DİB öyle bir makamdır ki; orada bulunanların olayları analiz edip, islami yönünü ortaya koymaları ve gerekli açıklamayı yapmaları gereken süre, sosyal medyada menfi trend olmasından hemen öncesidir. Oysa diyanet şu an ne iş yapar? Delinin biri kuyuya bir taş atar.. Önce sosyal meyda, sonra yazılı ve görsel medya bunu gündemine alır.. Bir kaç gün insanlat tartışır.. Diyanet, toplumun çoğunluğunun hoşuna gidecek fetvayı, biraz ucundan gerçeklerle ortaya koyar. Konuya Cumhurbaşkanı el attıysa ne ala.. Kimse dokunmamışsa ısıtılıp tekrar sunulmak üzere buzdolabına kaldırılmış temcit pilavına döner mesele..

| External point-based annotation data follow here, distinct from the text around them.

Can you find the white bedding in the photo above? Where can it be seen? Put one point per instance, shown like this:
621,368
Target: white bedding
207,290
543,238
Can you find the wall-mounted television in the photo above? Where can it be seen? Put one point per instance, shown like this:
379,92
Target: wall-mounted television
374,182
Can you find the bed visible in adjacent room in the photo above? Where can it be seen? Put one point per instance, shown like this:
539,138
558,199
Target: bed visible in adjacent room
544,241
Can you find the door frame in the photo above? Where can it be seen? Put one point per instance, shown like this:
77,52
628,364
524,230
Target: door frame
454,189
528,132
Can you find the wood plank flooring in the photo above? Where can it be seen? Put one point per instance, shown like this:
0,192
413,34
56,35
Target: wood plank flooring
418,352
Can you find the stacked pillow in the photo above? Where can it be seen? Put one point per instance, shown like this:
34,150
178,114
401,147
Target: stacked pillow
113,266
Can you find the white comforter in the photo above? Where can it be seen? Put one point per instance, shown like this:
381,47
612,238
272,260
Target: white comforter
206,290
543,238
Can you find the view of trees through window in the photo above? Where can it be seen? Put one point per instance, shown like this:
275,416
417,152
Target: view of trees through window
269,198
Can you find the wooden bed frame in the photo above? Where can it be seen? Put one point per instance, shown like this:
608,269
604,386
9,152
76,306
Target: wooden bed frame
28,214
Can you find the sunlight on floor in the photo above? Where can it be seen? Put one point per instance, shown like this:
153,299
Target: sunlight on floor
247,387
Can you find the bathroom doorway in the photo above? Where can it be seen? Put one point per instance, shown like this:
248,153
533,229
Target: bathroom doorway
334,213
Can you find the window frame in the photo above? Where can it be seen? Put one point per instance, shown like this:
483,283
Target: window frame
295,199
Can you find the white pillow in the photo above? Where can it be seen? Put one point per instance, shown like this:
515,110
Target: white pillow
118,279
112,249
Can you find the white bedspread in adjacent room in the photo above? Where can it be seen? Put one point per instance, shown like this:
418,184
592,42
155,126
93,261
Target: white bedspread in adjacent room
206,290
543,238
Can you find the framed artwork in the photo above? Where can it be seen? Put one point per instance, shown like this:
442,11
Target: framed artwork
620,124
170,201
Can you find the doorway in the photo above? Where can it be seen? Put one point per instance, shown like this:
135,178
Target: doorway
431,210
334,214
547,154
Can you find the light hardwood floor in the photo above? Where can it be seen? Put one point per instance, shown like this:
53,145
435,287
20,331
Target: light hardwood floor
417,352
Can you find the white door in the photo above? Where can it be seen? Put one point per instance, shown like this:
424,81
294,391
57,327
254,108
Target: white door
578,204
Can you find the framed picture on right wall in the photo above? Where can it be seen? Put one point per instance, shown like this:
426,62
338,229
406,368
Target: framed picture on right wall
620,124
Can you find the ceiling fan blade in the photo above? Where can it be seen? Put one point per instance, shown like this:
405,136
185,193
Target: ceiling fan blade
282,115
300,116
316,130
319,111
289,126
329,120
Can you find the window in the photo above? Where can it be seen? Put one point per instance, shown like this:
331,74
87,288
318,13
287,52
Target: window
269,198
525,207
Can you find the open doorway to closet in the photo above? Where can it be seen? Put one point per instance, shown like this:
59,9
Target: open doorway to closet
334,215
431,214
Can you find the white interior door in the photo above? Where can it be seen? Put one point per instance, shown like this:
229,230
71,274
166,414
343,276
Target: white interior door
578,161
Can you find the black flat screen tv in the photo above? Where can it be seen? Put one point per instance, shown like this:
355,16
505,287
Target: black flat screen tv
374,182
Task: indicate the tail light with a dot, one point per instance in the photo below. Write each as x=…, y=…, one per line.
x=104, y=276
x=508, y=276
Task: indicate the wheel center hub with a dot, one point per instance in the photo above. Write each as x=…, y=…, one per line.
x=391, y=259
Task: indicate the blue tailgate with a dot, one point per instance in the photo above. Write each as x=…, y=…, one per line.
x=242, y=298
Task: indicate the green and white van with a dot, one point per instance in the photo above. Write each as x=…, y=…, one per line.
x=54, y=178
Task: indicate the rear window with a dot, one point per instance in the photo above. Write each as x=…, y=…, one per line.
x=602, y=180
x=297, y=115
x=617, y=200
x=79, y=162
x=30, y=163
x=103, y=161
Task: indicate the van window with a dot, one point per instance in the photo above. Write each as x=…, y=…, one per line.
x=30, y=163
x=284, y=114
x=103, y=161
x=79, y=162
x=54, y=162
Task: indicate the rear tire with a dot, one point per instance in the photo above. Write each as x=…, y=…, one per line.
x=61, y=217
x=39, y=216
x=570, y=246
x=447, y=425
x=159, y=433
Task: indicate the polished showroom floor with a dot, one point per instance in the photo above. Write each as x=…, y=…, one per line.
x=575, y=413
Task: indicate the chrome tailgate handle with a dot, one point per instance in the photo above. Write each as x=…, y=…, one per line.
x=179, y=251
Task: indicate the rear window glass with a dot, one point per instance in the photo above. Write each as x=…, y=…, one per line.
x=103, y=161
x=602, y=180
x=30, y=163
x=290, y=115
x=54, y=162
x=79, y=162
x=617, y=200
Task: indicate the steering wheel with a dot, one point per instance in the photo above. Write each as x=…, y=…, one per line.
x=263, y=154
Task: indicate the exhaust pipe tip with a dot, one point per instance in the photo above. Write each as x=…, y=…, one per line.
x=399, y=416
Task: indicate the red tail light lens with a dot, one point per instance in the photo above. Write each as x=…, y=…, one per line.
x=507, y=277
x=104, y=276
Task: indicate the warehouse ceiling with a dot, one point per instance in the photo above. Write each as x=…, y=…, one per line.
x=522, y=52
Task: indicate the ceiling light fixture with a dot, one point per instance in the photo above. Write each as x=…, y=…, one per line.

-Dekolte var da, Demekolte yok mu?
+Ahahahhaha hocam maşallah, işallah

E hırsızın hiç mi suçu yok? Olmaz mı? Adnan Oktar'ı bilen biliyor.. Onun hakkında söylenecek pek bir şey yok. Kaynağı belirsiz bir parayla, islam adı altında gazino işleten bir meczup.. O doğasının gereğini yapıyor. Akrebe "neden soktun?" demek ne kadar anlamsızsa, Adnan Oktar denen gazino işletmecisini de eleştirmek bir o kadar anlamsız. Zaten görüntüsü ve söylemleri ile islam ile ne kadar alakasız olduklarını ortaya koyuyorlar. Kimse de bunların birer mümin olduğuna inandığı yok zaten.

Adam günahı da, haramı da bile bile göstere göstere işliyor. Asıl tehlike hep bunu göstermeyenlerde idi.. Bakın Fetö'ye mesela.. "Yahudi Hıristiyan cennete girer" dediklerinde 17-25 Aralık henüz yaşanmamıştı.. Papa ile görüştüklerinde "Biz Papalık makamının misyonunun bir parçası olmak için burdayız" dediklerinde, "öyleyse müslümanlık ile alakanız yoktur" şeklinde bir fetva veremeyen Diyanet, kendisine daha zayıf bir rakip olarak Adnan Oktar'ı almış.. Furkan Vakfı'ndan, Alparslan Kuytul gözaltına alındı. Medyada "eskiden" söz ettiği garip beyanatları dönüyor. Diyanetin bunlara bir cevabı var mıydı? Hadi bırak, bugün iki kelime edebiliyor mu konu hakkında? Yine toplumsal tansiyonu ölçüyor muhtemelen nabza göre şerbet vermek için.. Fetö aleyhinde yayım yapmak için, yüzlerce şehit, binlerce gazi vermek zorunda mıydık?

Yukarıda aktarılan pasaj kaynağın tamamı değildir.